The only thing June’s crew could do was try to save houses and lives.

“Great,” said June sarcastically. She was his captain. The first woman in this fire department, she’d gone through a lot. She was medium in every way: medium high, medium wide, medium looks — but first in guts. “I see four more jerks up on roofs with their garden hoses. What do you bet we get to that hydrant on top of the hill and there’s no water pressure? They’ve sucked it all up.”

The newest trend — wet roofs. What did they think they were accomplishing? If they’d kept brush away from the house and had a tile roof instead of wood shingle, they’d have a prayer. But all they were now, these roof-wetters, were jerks.

In fact, this neighborhood looked as if the Homeowners’ Association had said: “Be sure to collect logs, pieces of plywood you might need someday, bales of hay and, of course, full gasoline cans. That way when the fire comes, your house will
really
explode.”

“Listen, buddy,” shouted Matt, “you need to get out of here.”

“My house is my life,” shouted the man right back.

“Life is life,” said Matt. “Houses are houses.”

This sounded profound to Matt, but it sounded stupid to the homeowner, who made a rude gesture and went on wetting his house. Matt shrugged. The fire department could do a lot of things, but it could not rope adults like cows at a rodeo and remove them from their own personal rooftops.

What he really could not understand were the crowds. Tourists from the neighborhood. Tourists from the other side of LA. Disneyland let’s-do-a-fire-instead tourists.

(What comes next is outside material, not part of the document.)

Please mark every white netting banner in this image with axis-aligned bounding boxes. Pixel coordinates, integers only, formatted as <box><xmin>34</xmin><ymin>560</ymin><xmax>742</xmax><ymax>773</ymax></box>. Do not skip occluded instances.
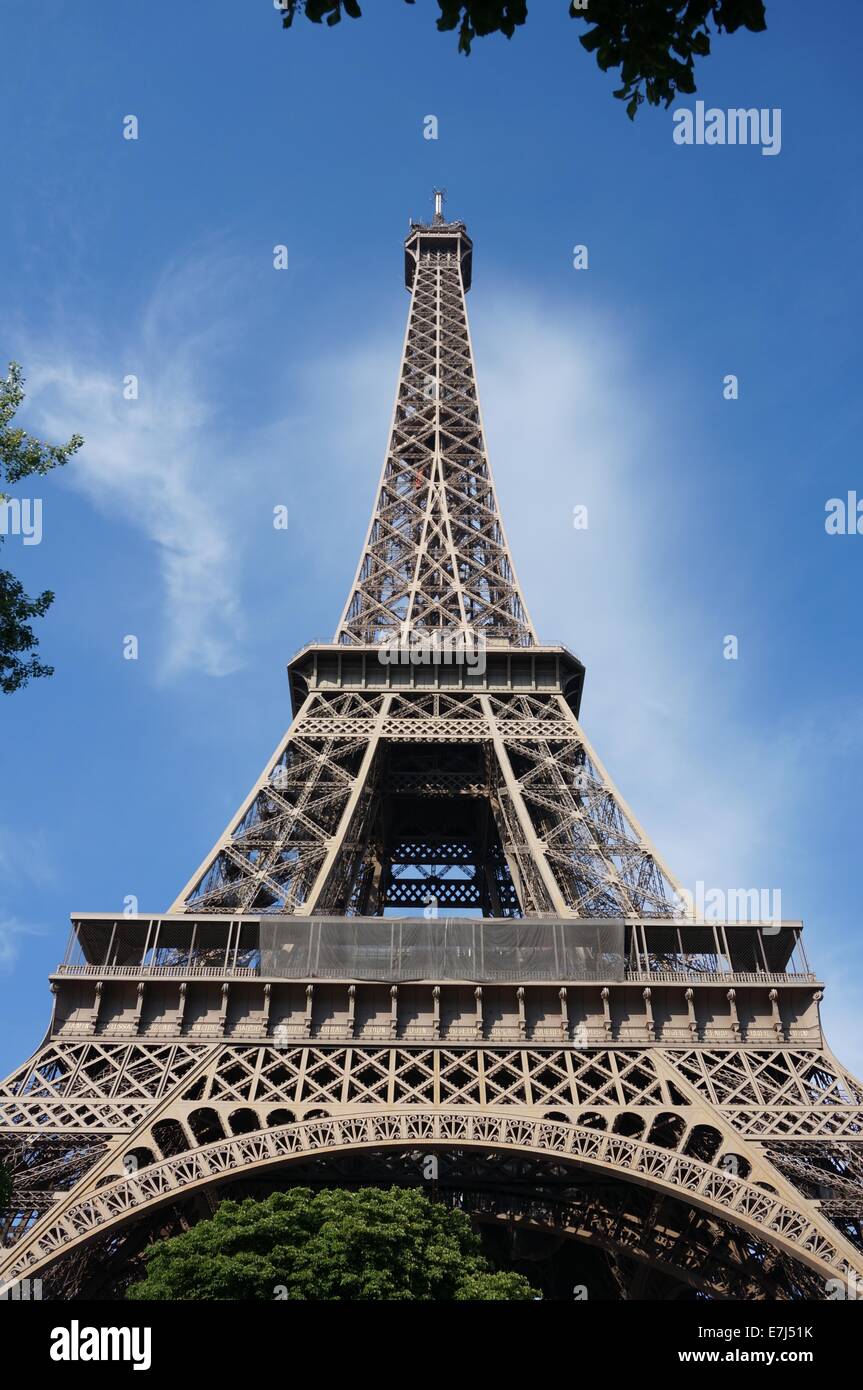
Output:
<box><xmin>260</xmin><ymin>917</ymin><xmax>624</xmax><ymax>983</ymax></box>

He would have thought the heat would drive them away. It was ninety degrees by itself, and with the fire approaching it felt like a hundred and ten. Or even a hundred and fifty. But there they stood, bare armed, bare legged, dripping sweat, and the smoke collecting in their sweat so that they turned muddy, and they didn’t care. It was very windy. Combine Santa Ana winds with the fire’s own weather and you had a gale. People just laughed and took pictures of each other with the fire as backdrop. Whoever sold disposable cameras was having a great day.

It was sort of like a party, with fire gossip instead of divorce gossip. “Laguna Beach has lost over three hundred homes,” said somebody, gloating because she didn’t live in Laguna Beach.

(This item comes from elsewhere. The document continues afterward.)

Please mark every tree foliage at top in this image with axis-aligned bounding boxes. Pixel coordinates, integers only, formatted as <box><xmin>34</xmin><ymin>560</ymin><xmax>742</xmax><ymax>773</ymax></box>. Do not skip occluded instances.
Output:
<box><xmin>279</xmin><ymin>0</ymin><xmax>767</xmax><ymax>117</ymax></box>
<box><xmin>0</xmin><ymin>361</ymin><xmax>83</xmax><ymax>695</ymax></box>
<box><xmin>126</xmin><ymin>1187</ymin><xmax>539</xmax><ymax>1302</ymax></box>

“Altadena’s even worse,” said somebody, bragging because she did live in Altadena, but in a paved citified area where it was unlikely the fire would reach.

June had been on the handy-talkie. Matt loved those; he loved all the equipment that went with firefighting. “Which houses you assigning us?” asked Matt.

She shook her head, meaning it was up to her crew. “Choose winners,” said June. “Get houses you can defend and set up on ’em.”

Choose winners.

Matt Marsh’s parents certainly did not think they had raised a winner. They had brought him up to be a winner, all right: a corporate leader or a fine attorney who also played tennis and sailed. What was this firefighter crap? It made them crazy. They’d given him a Maserati for his birthday, to entice him back into the world of large incomes. As a firefighter, however, Matt couldn’t afford the kind of neighborhood where people drove hundred-thousand-dollar cars. He was in the kind of neighborhood where people ripped them off, and took the wallets and possibly the lives of their drivers. So the Maserati sat, a glittering high velocity reproach, in his parents’ garage on Pinch Canyon.